Le procès du ministère public contre Constant Mutamba, ancien ministre de la Justice et garde des Sceaux de la République démocratique du Congo, se poursuit à la Cour d’Appel de Kinshasa-Gombe dans le cadre d’une affaire de détournement présumé de deniers publics.

À sa sixième audience, tenue le mercredi 6 août 2025, les débats se sont concentrés sur la légitimité d’une société-clé dans le dossier. Il s’agit notamment de la société “Zion Construction”.

Cité par la défense comme un des bénéficiaires de contrats dans le cadre des projets publics, Zion Construction est soupçonnée d’avoir perçu d’importants fonds publics sans justification claire de leur usage effectif.

Cette audience a permis à la Cour d’interroger plusieurs témoins, dont la gestionnaire de l’immeuble CTC, lieu censé abriter le siège de cette société.
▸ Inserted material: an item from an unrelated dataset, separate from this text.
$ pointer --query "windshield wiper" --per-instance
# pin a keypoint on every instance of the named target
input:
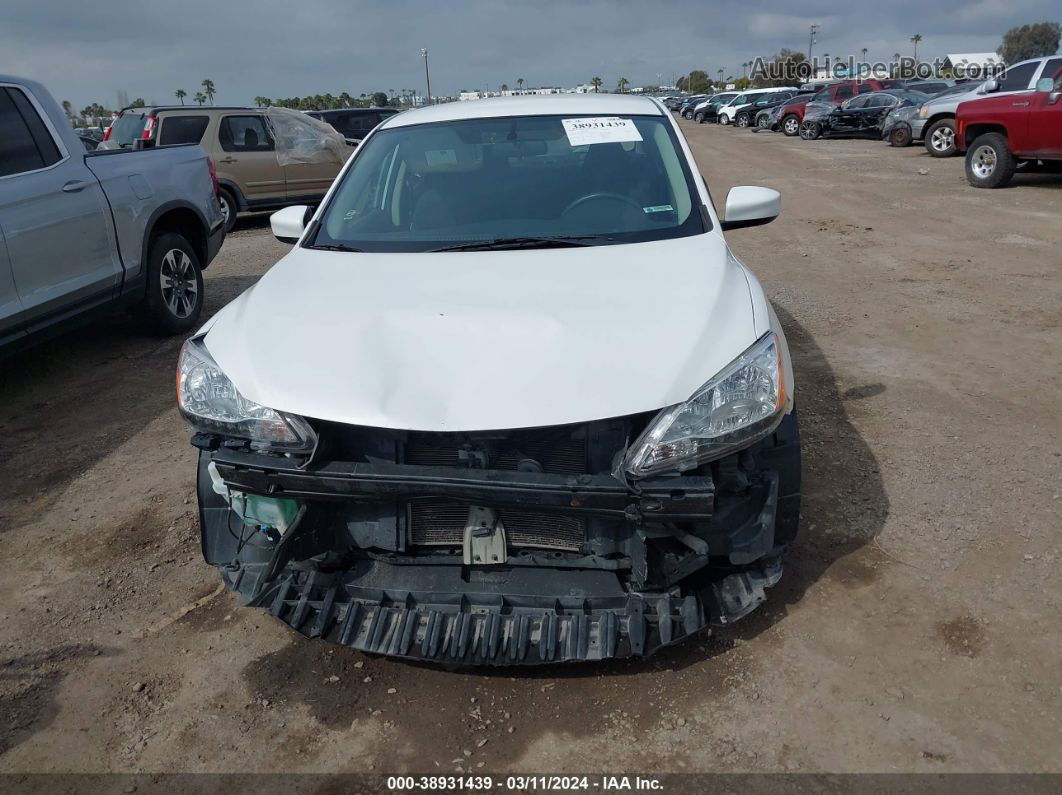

Dans son témoignage, la gestionnaire des lieux a déclaré n’avoir jamais vu ni entendu parler de la société Zion Construction dans l’immeuble. Selon ses affirmations, le 4e étage, supposément occupé par Zion Construction, est en réalité attribué à une autre entité : MK Architecture. Aucune trace de Zion Construction n’a été retrouvée ni dans les contrats de bail ni dans les registres d’occupation de l’immeuble.

Des rumeurs relayées en marge de l’audience ont suggéré que Zion Construction aurait pu partager discrètement des locaux avec MK Architecture.

Mais jusqu’à présent, aucune preuve tangible n’est venue étayer cette hypothèse. Ce flou alimente les soupçons sur l’authenticité et l’activité réelle de cette société.

Face à ces révélations, Constant Mutamba a reconnu devant la cour que ses services n’avaient pas effectué des vérifications sur le terrain pour s’assurer de l’existence physique et opérationnelle de Zion Construction. L’ancien ministre continue néanmoins d’affirmer que la société existe bel et bien, sans fournir de documents probants ni témoins à l’appui de ses déclarations.

Le procès reprendra le 13 août prochain, avec l’audition d’autres témoins clés. La Cour devra se prononcer sur la réalité des liens entre l’ancien ministre et cette société controversée, ainsi que sur l’usage des fonds qui lui ont été alloués.

Au-delà de la personne du prévenu, c’est la crédibilité des institutions publiques et la lutte contre le blanchiment d’argent qui sont en jeu dans cette affaire suivie de près par plusieurs observateurs.